Vor dem Marburger Landgericht ist ein Rottweiler im Todschlagprozess angeklagt. Foto: dpa

Prozess: Mutmaßliche Tatwaffe gehört dem angeklagten Rottweiler. Gutachterin: Es war ein kräftiger Stoß.

Marburg/Rottweil - Am vierten Tag im Totschlagprozess am Marburger Landgericht erläuterte eine Gerichtsmedizinerin das Ergebnis der Obduktion des im Oktober 2014 getöteten 20-jährigen Studenten.

Das Ergebnis der Obduktion durch Gerichtsmediziner vom Uni-Klinikum in Gießen einen Tag nach dem Tod eines 20-jährigen Studenten war eindeutig: Der Tod erfolgte aufgrund eines knapp fünf Zentimeter tiefen Stiches in das Herz, der die rechte Herzkammer verletzte. Dies erläuterte Gabriele Lasczkowski vom Institut für Rechtsmedizin aus Gießen am Montag vor der Schwurgerichtskammer des Marburger Landgerichts, wie der Kollege der Oberhessischen Presse berichtet. Der Vorsitzende Richter Carsten Paul hatte aus der Asservatenkammer des Gerichts auch die mutmaßliche Tatwaffe bringen lassen, sodass die Gutachterin und die übrigen Prozessbeteiligten sie noch einmal in Augenschein nahmen. Das Taschenmesser mit einer zehn Zentimeter langen Klinge war aufgrund der Angaben des Angeklagten am Tag nach der Tat in unmittelbarer Nähe des Tatortes gefunden worden. Laut Rechtsmedizinerin kommt es als Tatwaffe in Frage.

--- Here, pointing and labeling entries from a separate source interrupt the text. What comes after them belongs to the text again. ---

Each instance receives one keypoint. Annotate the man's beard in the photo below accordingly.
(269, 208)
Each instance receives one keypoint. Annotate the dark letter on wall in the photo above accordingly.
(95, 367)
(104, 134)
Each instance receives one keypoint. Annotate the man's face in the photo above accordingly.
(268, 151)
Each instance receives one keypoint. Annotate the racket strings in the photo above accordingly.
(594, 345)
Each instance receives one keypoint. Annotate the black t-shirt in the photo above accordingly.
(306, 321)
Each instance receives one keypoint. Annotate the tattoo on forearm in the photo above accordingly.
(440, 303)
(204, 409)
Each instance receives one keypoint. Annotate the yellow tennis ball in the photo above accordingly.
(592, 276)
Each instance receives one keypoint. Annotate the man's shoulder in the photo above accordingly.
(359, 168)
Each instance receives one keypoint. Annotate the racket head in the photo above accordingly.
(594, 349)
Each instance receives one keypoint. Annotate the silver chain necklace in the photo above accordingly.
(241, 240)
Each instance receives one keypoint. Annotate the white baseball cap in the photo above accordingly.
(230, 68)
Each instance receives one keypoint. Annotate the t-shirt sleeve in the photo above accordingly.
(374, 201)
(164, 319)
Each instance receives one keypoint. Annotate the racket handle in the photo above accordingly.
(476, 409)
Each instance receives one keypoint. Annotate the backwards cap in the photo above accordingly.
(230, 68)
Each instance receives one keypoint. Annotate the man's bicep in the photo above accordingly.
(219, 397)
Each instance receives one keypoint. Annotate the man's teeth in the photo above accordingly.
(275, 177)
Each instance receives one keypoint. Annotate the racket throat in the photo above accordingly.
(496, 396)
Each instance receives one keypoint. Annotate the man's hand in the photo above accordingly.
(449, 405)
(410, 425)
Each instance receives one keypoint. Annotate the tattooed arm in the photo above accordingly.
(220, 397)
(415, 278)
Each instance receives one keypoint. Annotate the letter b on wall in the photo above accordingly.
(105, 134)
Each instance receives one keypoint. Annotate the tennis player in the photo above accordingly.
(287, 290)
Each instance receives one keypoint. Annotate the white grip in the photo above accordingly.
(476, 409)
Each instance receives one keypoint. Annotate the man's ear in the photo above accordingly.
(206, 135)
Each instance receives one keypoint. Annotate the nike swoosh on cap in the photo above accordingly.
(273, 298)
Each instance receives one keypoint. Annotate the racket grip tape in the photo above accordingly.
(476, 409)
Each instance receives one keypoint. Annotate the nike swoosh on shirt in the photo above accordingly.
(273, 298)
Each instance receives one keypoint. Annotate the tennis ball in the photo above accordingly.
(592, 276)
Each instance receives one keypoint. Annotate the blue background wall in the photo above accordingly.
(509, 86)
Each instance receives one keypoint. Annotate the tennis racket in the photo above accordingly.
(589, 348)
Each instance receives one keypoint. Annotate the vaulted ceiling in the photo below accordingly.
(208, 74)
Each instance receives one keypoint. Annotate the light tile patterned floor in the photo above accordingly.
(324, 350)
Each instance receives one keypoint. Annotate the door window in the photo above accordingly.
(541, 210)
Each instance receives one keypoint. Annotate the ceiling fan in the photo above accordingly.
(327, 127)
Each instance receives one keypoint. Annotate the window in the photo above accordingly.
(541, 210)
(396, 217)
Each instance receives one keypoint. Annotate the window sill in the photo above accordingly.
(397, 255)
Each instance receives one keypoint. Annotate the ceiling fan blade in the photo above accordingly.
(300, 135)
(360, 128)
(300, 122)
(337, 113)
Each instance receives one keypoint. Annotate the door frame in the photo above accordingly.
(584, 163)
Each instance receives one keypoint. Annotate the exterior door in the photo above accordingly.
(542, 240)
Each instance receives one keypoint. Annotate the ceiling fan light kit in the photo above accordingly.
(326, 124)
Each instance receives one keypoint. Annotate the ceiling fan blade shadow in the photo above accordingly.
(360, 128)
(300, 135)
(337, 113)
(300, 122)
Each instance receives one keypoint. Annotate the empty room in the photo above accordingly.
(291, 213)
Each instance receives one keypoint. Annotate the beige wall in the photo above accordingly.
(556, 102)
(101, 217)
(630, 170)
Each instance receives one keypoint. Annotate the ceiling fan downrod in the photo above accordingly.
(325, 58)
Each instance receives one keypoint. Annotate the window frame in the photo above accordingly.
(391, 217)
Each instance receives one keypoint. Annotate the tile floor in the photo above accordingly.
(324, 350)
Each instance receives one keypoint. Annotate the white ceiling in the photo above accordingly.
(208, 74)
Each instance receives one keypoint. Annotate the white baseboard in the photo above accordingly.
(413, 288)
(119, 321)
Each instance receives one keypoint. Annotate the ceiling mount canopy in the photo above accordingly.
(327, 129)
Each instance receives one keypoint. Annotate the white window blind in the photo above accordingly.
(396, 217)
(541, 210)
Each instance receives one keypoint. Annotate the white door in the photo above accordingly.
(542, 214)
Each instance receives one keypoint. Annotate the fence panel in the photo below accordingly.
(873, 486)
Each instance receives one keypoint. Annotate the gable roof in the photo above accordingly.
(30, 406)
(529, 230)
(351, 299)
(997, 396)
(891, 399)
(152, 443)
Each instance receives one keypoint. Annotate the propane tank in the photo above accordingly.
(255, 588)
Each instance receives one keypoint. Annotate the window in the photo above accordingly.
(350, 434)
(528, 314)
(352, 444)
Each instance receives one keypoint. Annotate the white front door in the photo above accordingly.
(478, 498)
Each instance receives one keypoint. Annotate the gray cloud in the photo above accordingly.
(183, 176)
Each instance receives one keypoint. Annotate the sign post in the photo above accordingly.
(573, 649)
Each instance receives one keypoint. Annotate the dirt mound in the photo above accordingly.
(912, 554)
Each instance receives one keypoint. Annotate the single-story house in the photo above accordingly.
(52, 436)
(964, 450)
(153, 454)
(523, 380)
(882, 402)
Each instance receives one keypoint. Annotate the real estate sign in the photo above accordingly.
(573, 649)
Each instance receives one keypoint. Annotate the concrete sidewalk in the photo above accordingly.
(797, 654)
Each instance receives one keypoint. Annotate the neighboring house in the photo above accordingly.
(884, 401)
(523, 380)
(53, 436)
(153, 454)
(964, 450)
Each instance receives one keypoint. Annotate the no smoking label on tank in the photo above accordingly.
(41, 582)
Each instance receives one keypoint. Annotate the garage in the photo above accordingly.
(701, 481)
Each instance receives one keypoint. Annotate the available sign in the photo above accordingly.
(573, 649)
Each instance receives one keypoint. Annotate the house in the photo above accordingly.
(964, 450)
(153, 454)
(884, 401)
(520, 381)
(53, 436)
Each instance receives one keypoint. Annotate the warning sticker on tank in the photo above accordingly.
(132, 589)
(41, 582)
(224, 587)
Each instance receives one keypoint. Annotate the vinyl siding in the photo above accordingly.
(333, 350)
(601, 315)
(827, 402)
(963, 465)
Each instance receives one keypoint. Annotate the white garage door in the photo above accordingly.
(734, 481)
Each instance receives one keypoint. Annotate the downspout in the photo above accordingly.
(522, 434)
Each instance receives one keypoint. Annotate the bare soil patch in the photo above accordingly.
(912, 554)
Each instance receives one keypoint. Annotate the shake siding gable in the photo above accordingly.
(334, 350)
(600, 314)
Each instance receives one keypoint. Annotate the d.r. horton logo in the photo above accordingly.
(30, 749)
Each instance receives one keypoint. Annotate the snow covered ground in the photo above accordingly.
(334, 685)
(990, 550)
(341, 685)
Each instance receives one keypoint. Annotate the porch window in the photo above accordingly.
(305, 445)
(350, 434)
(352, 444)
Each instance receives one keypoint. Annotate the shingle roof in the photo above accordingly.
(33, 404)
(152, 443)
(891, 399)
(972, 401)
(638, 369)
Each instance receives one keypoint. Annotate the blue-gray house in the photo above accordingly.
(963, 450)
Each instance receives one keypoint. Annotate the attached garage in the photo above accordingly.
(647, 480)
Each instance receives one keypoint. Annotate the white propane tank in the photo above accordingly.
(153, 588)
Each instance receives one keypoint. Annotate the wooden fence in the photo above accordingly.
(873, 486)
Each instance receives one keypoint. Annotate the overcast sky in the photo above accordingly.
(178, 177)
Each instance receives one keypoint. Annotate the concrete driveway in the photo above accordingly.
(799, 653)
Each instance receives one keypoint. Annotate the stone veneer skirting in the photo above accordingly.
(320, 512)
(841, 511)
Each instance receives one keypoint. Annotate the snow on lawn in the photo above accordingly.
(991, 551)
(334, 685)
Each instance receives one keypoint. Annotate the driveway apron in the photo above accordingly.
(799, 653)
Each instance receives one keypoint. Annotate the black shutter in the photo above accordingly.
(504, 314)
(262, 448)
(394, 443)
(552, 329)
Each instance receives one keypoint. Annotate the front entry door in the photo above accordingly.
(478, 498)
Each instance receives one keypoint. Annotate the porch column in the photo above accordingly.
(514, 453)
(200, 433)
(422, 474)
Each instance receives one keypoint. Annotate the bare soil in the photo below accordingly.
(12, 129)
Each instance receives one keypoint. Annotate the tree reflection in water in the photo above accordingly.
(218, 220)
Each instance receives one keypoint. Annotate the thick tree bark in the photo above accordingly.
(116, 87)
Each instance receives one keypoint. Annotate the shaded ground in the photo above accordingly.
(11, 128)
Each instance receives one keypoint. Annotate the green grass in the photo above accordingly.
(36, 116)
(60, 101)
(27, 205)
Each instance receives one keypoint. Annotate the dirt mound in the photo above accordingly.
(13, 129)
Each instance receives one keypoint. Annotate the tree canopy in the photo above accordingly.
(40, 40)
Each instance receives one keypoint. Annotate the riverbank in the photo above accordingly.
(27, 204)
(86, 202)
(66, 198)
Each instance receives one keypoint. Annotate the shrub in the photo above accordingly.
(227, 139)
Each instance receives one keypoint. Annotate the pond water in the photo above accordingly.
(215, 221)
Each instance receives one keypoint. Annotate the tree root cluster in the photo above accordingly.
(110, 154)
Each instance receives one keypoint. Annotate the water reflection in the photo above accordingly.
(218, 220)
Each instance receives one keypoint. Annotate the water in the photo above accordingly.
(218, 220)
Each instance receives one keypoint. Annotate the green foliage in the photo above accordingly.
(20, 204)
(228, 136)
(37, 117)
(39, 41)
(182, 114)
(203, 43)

Der Angeklagte – ein 27-jähriger Student aus Rottweil – bestätigte am Montag noch einmal, dass ihm das Messer gehöre. Es sei ein Weihnachtsgeschenk gewesen, dass er von einer Firma bekommen habe, bei der er einmal in den Ferien gearbeitet habe. An der Klinge ist auf einer Seite sein Name eingraviert.

Eine Besonderheit in dem Prozess um den tödlichen Vorfall nach einer Streiterei zwischen zwei Gruppen von jungen Männern ist, dass keiner der Augenzeugen im Zuge der Auseinandersetzung ein Messer gesehen hat. Auch der zum Zeitpunkt der Tat wie die übrigen Streit-Beteiligten stark alkoholisierte Angeklagte gab an, dass er sich nicht an einen aktiven Messerstich seinerseits erinnern könne. Beobachtet worden war von einigen Augenzeugen eine Art Faustschlag, mit dem der Angeklagte das Opfer am Brustbereich getroffen habe, woraufhin dieser umgefallen sei.

Die Sachverständige erklärte auf Nachfrage des Richters jedoch, dass ein einfaches Hineinlaufen oder Hineinfallen des Opfers in das Messer nicht für eine tödliche Verletzung ausgereicht hätte. Stattdessen sei der Wunde zufolge ein aktiver und kräftiger Stoß erfolgt. Dies deute nicht darauf hin, dass die tödliche Wunde bei einer Rangelei entstanden sei. Direkt nach solch einem Messerstich ins Herz müsse nicht immer ein sofortiger Tod eintreten. Ein auf diese Weise verletzter Mensch könne sogar noch seinen Kontrahenten angreifen oder flüchten. Das sei auch in diesem Fall nicht auszuschließen, zumal der 20-Jährige laut Blutuntersuchung unter dem Einfluss von Speed stand, das üblicherweise die Aggressivität und das Durchhaltevermögen steigere. Sie könne nicht einmal ausschließen, dass er auch nach einem solchen Messerstich noch eine mehrere Kilogramm schwere Stange habe halten können. Wie und wann genau das Opfer diese Stange eines mobilen Verkehrsschildes im Kampf mit dem Angeklagten benutzt hat, dazu gab es im bisherigen Prozessverlauf widersprüchliche Angaben.

Eine Mitbewohnerin des Getöteten gab am Montag als Zeugin an, dass dieser eigenen Angaben zufolge Speed-Pulver zu der mehrstündigen Geburtstagsfeier mitgenommen habe, an deren Ende es zum Streit gekommen war. Die junge Frau hatte die Feier schon zwei Stunden vor der Auseinandersetzung verlassen. In der Zeit davor sei ihr aber an dem späteren Opfer nichts Besonderes aufgefallen: Der 20-jährige Student sei "gut drauf" gewesen. Und es sei bis gegen 3 Uhr eine Geburtstagsfeier mit einer angenehmen und netten Stimmung gewesen.